TREVIGLIO BLUES FESTIVAL – La quarta edizione del Treviglio Blues Festival, organizzata congiuntamente da Geomusic e dall’Assessorato alla Cultura, ha ormai saldamente piantato la cittadina della Bassa Bergamasca sulla mappa del blues (quest’anno c’erano appassionati giunti perfino da Genova!).

Già gli anni passati avevano visto personaggi quali Fabio Treves, Jerry Portnoy, Andy Forest e Louisiana Red, il quale l’anno scorso, incantato dal chiostro trecentesco del sempre accogliente Centro Civico Culturale dove si svolge la rassegna, suonò in solitudine per un’ora e quaranta minuti invece dell’ora prevista.

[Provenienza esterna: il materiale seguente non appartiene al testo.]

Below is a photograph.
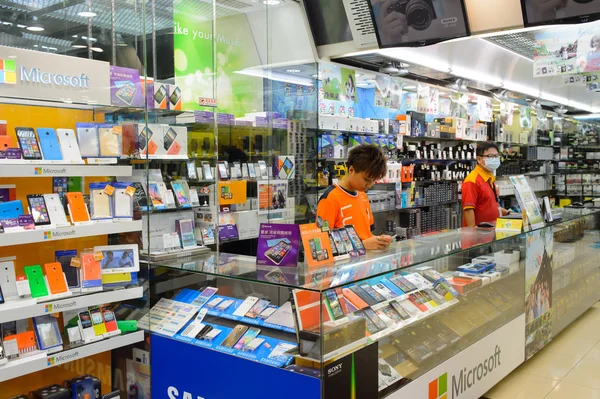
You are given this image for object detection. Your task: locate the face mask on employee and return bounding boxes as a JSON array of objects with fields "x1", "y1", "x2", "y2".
[{"x1": 484, "y1": 157, "x2": 500, "y2": 171}]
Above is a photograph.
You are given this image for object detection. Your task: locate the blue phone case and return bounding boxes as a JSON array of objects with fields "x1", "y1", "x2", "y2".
[
  {"x1": 37, "y1": 128, "x2": 62, "y2": 161},
  {"x1": 0, "y1": 200, "x2": 25, "y2": 220}
]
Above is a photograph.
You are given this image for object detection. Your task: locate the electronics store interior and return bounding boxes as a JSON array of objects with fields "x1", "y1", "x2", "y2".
[{"x1": 0, "y1": 0, "x2": 600, "y2": 399}]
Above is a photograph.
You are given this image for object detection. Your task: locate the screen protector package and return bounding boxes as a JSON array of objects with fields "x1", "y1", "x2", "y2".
[
  {"x1": 98, "y1": 123, "x2": 122, "y2": 157},
  {"x1": 90, "y1": 182, "x2": 114, "y2": 220},
  {"x1": 33, "y1": 315, "x2": 62, "y2": 350},
  {"x1": 112, "y1": 182, "x2": 135, "y2": 218}
]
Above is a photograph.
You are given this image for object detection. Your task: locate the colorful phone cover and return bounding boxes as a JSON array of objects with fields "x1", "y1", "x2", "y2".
[
  {"x1": 66, "y1": 193, "x2": 90, "y2": 223},
  {"x1": 24, "y1": 265, "x2": 48, "y2": 298},
  {"x1": 37, "y1": 128, "x2": 63, "y2": 161},
  {"x1": 44, "y1": 262, "x2": 69, "y2": 294}
]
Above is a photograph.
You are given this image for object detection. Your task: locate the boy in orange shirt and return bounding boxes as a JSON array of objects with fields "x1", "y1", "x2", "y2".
[{"x1": 317, "y1": 145, "x2": 392, "y2": 249}]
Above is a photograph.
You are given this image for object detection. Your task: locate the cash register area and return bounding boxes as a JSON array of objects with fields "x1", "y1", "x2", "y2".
[{"x1": 482, "y1": 302, "x2": 600, "y2": 399}]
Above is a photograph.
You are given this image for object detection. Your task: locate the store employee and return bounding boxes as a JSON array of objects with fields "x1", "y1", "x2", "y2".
[{"x1": 462, "y1": 141, "x2": 510, "y2": 227}]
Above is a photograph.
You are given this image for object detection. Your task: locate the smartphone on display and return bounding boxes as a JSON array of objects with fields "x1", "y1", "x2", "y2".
[
  {"x1": 217, "y1": 161, "x2": 229, "y2": 180},
  {"x1": 15, "y1": 127, "x2": 43, "y2": 159},
  {"x1": 102, "y1": 308, "x2": 117, "y2": 332},
  {"x1": 27, "y1": 194, "x2": 50, "y2": 226},
  {"x1": 89, "y1": 307, "x2": 107, "y2": 335},
  {"x1": 221, "y1": 324, "x2": 248, "y2": 348},
  {"x1": 37, "y1": 128, "x2": 63, "y2": 161},
  {"x1": 234, "y1": 328, "x2": 260, "y2": 350},
  {"x1": 246, "y1": 299, "x2": 271, "y2": 319},
  {"x1": 265, "y1": 238, "x2": 293, "y2": 265}
]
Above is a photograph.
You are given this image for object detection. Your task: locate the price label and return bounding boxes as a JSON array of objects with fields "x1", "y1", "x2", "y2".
[{"x1": 104, "y1": 184, "x2": 115, "y2": 195}]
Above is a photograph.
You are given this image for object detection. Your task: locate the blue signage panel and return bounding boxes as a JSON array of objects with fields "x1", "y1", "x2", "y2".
[{"x1": 150, "y1": 335, "x2": 321, "y2": 399}]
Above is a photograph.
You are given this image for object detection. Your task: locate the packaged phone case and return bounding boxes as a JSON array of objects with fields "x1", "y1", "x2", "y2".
[
  {"x1": 112, "y1": 182, "x2": 135, "y2": 218},
  {"x1": 90, "y1": 182, "x2": 114, "y2": 220},
  {"x1": 98, "y1": 124, "x2": 121, "y2": 157},
  {"x1": 33, "y1": 315, "x2": 62, "y2": 350}
]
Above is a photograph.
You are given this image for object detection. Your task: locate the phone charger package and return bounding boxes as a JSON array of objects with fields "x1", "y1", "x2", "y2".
[{"x1": 90, "y1": 182, "x2": 114, "y2": 221}]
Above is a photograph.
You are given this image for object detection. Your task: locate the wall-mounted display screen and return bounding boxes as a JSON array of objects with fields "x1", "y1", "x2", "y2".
[
  {"x1": 521, "y1": 0, "x2": 600, "y2": 26},
  {"x1": 368, "y1": 0, "x2": 469, "y2": 47}
]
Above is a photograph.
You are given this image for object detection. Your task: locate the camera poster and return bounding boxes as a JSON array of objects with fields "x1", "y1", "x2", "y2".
[{"x1": 525, "y1": 227, "x2": 554, "y2": 359}]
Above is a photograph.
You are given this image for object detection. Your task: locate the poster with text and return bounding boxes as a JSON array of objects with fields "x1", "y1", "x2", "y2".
[{"x1": 525, "y1": 227, "x2": 554, "y2": 359}]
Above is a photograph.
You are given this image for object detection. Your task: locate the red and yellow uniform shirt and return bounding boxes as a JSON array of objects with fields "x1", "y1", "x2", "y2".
[
  {"x1": 317, "y1": 184, "x2": 375, "y2": 240},
  {"x1": 462, "y1": 165, "x2": 500, "y2": 227}
]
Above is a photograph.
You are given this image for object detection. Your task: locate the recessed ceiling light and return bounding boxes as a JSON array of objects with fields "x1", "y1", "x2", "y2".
[{"x1": 77, "y1": 11, "x2": 98, "y2": 18}]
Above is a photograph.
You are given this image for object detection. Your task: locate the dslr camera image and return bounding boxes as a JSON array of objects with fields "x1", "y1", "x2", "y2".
[{"x1": 389, "y1": 0, "x2": 437, "y2": 30}]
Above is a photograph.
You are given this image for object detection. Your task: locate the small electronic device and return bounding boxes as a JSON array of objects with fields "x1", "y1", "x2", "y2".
[
  {"x1": 102, "y1": 307, "x2": 117, "y2": 332},
  {"x1": 15, "y1": 127, "x2": 43, "y2": 159},
  {"x1": 24, "y1": 265, "x2": 48, "y2": 298},
  {"x1": 27, "y1": 194, "x2": 50, "y2": 226},
  {"x1": 44, "y1": 262, "x2": 69, "y2": 294},
  {"x1": 37, "y1": 128, "x2": 63, "y2": 161},
  {"x1": 221, "y1": 324, "x2": 248, "y2": 348},
  {"x1": 88, "y1": 306, "x2": 106, "y2": 336}
]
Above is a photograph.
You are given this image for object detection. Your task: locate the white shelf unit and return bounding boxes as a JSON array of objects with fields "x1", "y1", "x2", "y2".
[
  {"x1": 0, "y1": 165, "x2": 133, "y2": 177},
  {"x1": 0, "y1": 287, "x2": 144, "y2": 323},
  {"x1": 0, "y1": 220, "x2": 142, "y2": 247},
  {"x1": 0, "y1": 330, "x2": 144, "y2": 382}
]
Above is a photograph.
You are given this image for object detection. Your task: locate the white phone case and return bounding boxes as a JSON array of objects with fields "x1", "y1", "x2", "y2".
[
  {"x1": 44, "y1": 194, "x2": 71, "y2": 226},
  {"x1": 77, "y1": 127, "x2": 100, "y2": 158},
  {"x1": 233, "y1": 296, "x2": 258, "y2": 317},
  {"x1": 56, "y1": 129, "x2": 82, "y2": 161},
  {"x1": 0, "y1": 261, "x2": 19, "y2": 302}
]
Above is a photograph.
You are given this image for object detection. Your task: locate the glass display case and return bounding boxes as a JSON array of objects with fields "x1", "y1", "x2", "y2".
[{"x1": 145, "y1": 211, "x2": 600, "y2": 398}]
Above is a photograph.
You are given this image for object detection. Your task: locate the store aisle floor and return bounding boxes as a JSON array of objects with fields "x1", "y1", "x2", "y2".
[{"x1": 484, "y1": 302, "x2": 600, "y2": 399}]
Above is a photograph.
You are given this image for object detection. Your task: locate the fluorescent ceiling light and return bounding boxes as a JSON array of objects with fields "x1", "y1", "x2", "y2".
[{"x1": 77, "y1": 11, "x2": 98, "y2": 18}]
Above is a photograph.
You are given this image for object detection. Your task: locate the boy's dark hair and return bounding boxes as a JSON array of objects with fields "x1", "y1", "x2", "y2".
[
  {"x1": 477, "y1": 141, "x2": 500, "y2": 157},
  {"x1": 346, "y1": 144, "x2": 387, "y2": 180}
]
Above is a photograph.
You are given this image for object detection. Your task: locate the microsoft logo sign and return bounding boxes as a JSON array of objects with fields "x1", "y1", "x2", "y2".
[
  {"x1": 427, "y1": 373, "x2": 448, "y2": 399},
  {"x1": 0, "y1": 59, "x2": 17, "y2": 85}
]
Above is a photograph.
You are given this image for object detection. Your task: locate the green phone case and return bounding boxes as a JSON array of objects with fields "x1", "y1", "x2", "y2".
[{"x1": 25, "y1": 265, "x2": 48, "y2": 298}]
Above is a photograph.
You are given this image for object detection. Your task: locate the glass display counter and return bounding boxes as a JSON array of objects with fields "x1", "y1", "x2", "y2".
[{"x1": 145, "y1": 210, "x2": 600, "y2": 398}]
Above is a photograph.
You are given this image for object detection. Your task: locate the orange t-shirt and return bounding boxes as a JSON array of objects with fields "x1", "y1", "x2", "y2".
[
  {"x1": 317, "y1": 184, "x2": 375, "y2": 240},
  {"x1": 462, "y1": 165, "x2": 500, "y2": 227}
]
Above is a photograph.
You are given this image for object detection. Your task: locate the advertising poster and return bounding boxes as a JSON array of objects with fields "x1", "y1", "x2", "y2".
[
  {"x1": 519, "y1": 105, "x2": 532, "y2": 129},
  {"x1": 525, "y1": 228, "x2": 554, "y2": 359},
  {"x1": 110, "y1": 65, "x2": 145, "y2": 107},
  {"x1": 256, "y1": 223, "x2": 300, "y2": 267},
  {"x1": 173, "y1": 5, "x2": 263, "y2": 117},
  {"x1": 533, "y1": 29, "x2": 579, "y2": 78},
  {"x1": 375, "y1": 75, "x2": 392, "y2": 108},
  {"x1": 340, "y1": 68, "x2": 357, "y2": 102}
]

Stavolta, lo scorso 17 luglio, la chiusura è toccata a Eric Bibb, un mito del blues moderno, per la prima volta in Bergamasca: Eric, la cui immagine accoglieva gli spettatori dai manifesti della rassegna, ha dietro di sé una storia ricca e varia, se pensiamo che suo padre era nel giro del folk-revival degli Anni Sessanta, il suo padrino era il grande cantante Paul Robeson, quello di Old Man River, un suo amico di famiglia con cui a undici anni suonava in duo era Bob Dylan (il quale gli consigliò di “lasciar perdere quella roba da fighetti” quando suonava), e suo zio era il grandissimo pianista Jazz John Lewis.



Eric Bibb, va detto, vive quest’articolata storia familiare con la massima semplicità, al punto che gli aneddoti su amici e parenti musicisti gli escono di bocca in modo del tutto naturale, come quando parlandomi di suo zio pianista mi ha detto: «Quando lui ascoltò per la prima volta Charlie Parker alla radio, disse subito “Questa è la musica che voglio suonare!”».

 

Eric Bibb, solo sul palco con la sua chitarra e la voce, sa imporsi coi mezzi più semplici, la ricchezza ritmico-armonica della sua chitarra, ma soprattutto la sua voce dal timbro luminescente, capace di suggerire fremiti sottopelle e di far vibrare i testi più usuali e le melodie più canoniche, ma tenendo sempre tutto sotto controllo, senza esagerazione alcuna, come nella più autentica tradizione dei grandi bluesmen; inoltre, i suoi testi sono lo specchio diretto della sua limpida anima, in grado di guardare il mondo com’è rifiutandosi di cedere allo sconforto ma proponendo messaggi positivi.



Il repertorio dell’esibizione trevigliese ha spaziato da omaggi ai grandi del genere (l’iniziale Going down slow di St. Louis Jimmy o la conclusiva I heard the angels singing del Reverendo Gary Davis) fino agli originali di Eric, davvero degni di stare al pari dei classici, come le fascinose ballate Connected e For You, quest’ultima offerta come bis a un pubblico davvero coinvolto, che ha ascoltato con silenzio davvero rispettoso e ha applaudito poi con grande entusiasmo, suscitando in Eric una reazione di compiaciuto e divertito legittimo orgoglio.

In apertura il sardo Francesco Piu, noto principalmente come chitarrista di Davide Van Der Sfroos, ha presentato quattro brani confermandosi chitarrista pieno di verve e grinta, senza pause e rivelandosi anche cantante di bella misura e varietà; la sua esibizione introduceva degnamente quella di Eric, che lo ha anche complimentato dal palco, quasi a dimostrare la possibilità aperta a chiunque di ritrovarsi con animo puro sotto il grande cielo del blues.